When the cancer returned again, she got a "booster" infusion of the polio virus last August.

She wound up in the hospital with severe side effects. But now, "everything is looking much better," including her brain scans, she said. "I am enjoying my summer."

Annick Desjardins, a Duke neurologist who is one of the lead authors of the study, said the polio virus treatment appears similar to other immunotherapies in that the majority of treated patients don't respond.

However, those who mount "an active immune response" have the real possibility of becoming long-term survivors, she said.

To try to increase the percentage of such responders, scientists opened a Phase 2 trial at Duke and three other medical centers to test the polio virus treatment plus a chemotherapy drug, vs. only the virus.

Researchers also are planning trials for breast cancer and melanoma.

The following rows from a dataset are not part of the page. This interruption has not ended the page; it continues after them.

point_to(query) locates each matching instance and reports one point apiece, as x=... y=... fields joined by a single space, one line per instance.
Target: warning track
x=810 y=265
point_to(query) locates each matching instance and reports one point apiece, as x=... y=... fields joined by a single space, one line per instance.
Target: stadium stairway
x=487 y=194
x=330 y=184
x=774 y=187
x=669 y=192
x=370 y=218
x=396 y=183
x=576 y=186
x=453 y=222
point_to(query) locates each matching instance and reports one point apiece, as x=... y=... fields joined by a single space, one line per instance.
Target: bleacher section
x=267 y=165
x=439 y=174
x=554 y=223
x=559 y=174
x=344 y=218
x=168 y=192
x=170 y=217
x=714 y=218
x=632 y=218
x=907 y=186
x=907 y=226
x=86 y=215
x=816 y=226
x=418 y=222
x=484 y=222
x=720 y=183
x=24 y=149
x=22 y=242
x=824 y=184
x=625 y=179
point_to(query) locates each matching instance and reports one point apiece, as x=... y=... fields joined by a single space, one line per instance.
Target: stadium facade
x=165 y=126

Deepa Subramaniam, director of the brain tumor center at Georgetown Lombardi Comprehensive Cancer Center, called the results "very interesting, enough reason to keep going." But she noted that it was "a very early-phase trial" and that the treatment needed more scrutiny.

John de Groot, a neuro-oncologist at MD Anderson Cancer Center, called the study "good science" but said the therapy's effectiveness needed to be tested in a much larger number of patients and at many medical centers.

Both he and Subramaniam questioned the use of a "historical control group" rather than an actual one. Subramaniam said it was a "suboptimal way to compare" outcomes between patients getting an experimental treatment and those receiving standard therapy.

Desjardins said the study authors decided a traditional randomized trial would have been unethical because those who didn't get the treatment would have been subjected to sham procedures, such as insertion of catheters that did not deliver the virus, so that they wouldn't know whether they were getting the experimental therapy.